The low cost of LSD has given rise to incidents where the drug is misrepresented as another illicit drug of abuse. While a small amount of liquid LSD will yield a certain number of individual dosage units for sale at from $1 to $10 each, the same amount of liquid can be applied to other substances and sold at significantly higher prices. For example, LSD can be applied to gourmet mushrooms to create ersatz psilocybin mushrooms that sell for $30 to $350 per ounce. It also can be applied to tablets and sold as 3,4 methylenedioxy-methamphetamine (MDMA) for $8 to $25 per dosage unit. This versatility allows the distributor to offer a variety of drugs for sale and provides him with the potential for increased profits.
LSD potency or strength is measured in micrograms. In the 1960’s and early 1970’s, LSD potency generally ranged from 100 to 200 micrograms per dosage unit or higher. Analysis of exhibits during the late 1970’s indicated an average potency in the 30- to 50-microgram range. From the mid-1980’s to the present, LSD potency has remained considerably below levels reported during the 1960’s and early 1970’s and generally has been in the range of 20 to 80 micrograms per dosage unit.
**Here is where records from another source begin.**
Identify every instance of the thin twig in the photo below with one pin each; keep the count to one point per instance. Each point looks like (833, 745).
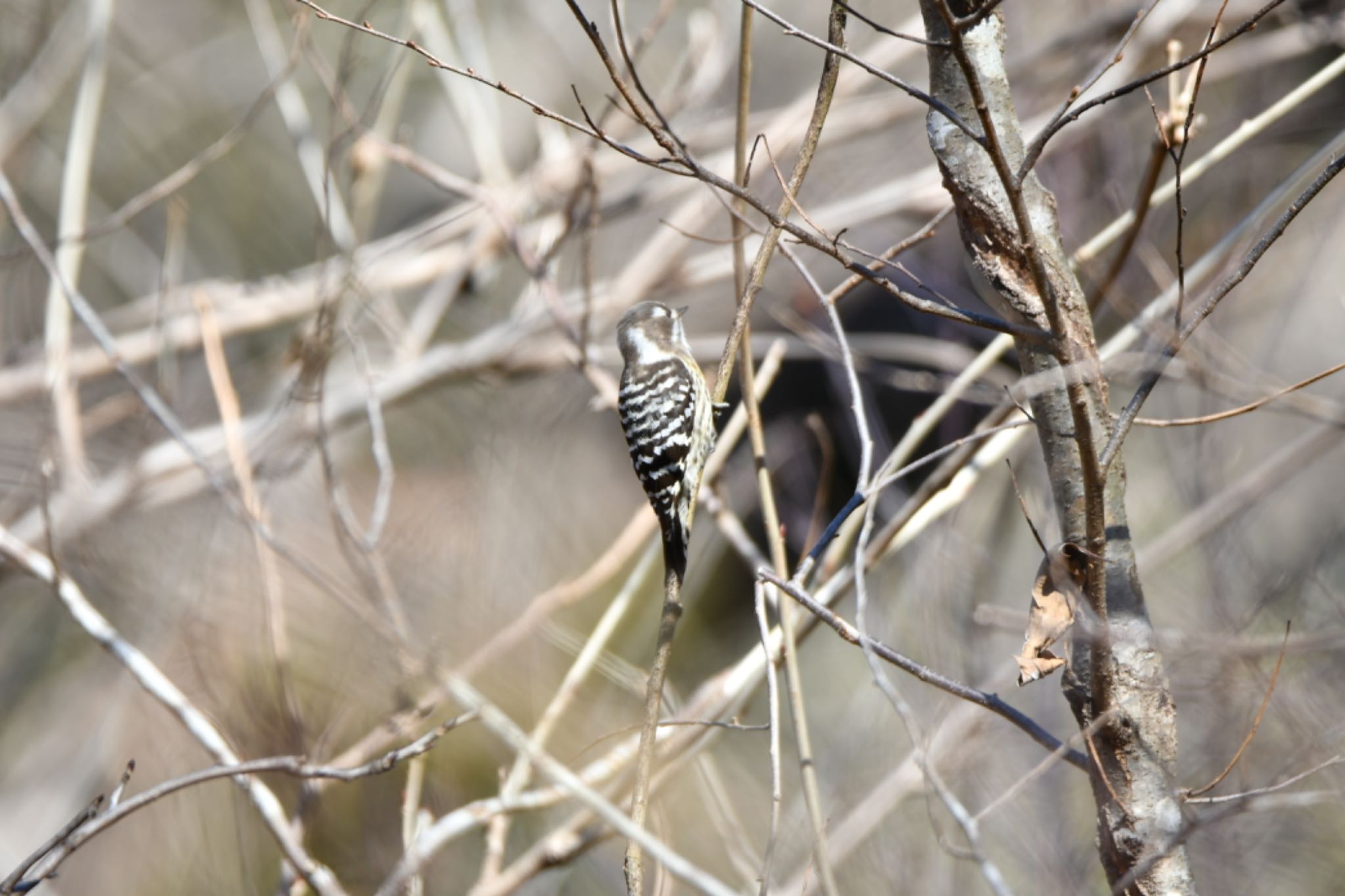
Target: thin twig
(1251, 733)
(1128, 417)
(982, 699)
(774, 704)
(1241, 410)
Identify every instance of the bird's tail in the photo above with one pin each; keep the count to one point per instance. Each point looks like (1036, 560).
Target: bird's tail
(674, 550)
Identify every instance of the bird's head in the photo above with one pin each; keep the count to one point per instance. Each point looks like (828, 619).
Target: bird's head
(651, 332)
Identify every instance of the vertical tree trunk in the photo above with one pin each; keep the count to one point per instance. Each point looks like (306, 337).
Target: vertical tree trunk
(1124, 672)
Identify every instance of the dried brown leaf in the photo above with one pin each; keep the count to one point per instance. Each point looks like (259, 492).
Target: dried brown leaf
(1053, 599)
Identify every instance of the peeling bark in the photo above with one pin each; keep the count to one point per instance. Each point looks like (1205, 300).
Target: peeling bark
(1124, 672)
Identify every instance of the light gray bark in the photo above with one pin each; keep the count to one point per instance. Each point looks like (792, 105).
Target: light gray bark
(1125, 673)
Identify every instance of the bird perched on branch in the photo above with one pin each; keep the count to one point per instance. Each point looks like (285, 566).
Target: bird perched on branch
(667, 418)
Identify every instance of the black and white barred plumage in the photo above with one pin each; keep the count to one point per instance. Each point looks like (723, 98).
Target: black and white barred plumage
(666, 416)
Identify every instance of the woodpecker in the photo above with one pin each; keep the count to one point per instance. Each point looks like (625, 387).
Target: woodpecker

As a result of this comparatively low dosage level, many users perceive LSD as “safe,” thus enhancing the drug’s attractiveness.
The production of lower potency LSD was a conscious marketing ploy passed down from an older generation of producers for two primary reasons. First, producing lower potency doses meant that the same volume of LSD liquid or crystal could be diluted into a larger number of dosage units, thereby boosting profits significantly. Second, lower potency doses yield fewer adverse reactions on the scale of those seen during the 1960’s and early 1970’s.
Lower potency doses probably have accounted for the relatively few LSD-related emergency room incidents noted during the past several years. However, there are several reasons why these incidents still occur. For example, users who seek a more intense hallucinogenic experience merely consume multiple dosage units at once. In addition, novices who are unaware that the effects of LSD may take up to 1 hour to develop are tempted to ingest additional dosage units and unwittingly increase the size of the dosage consumed.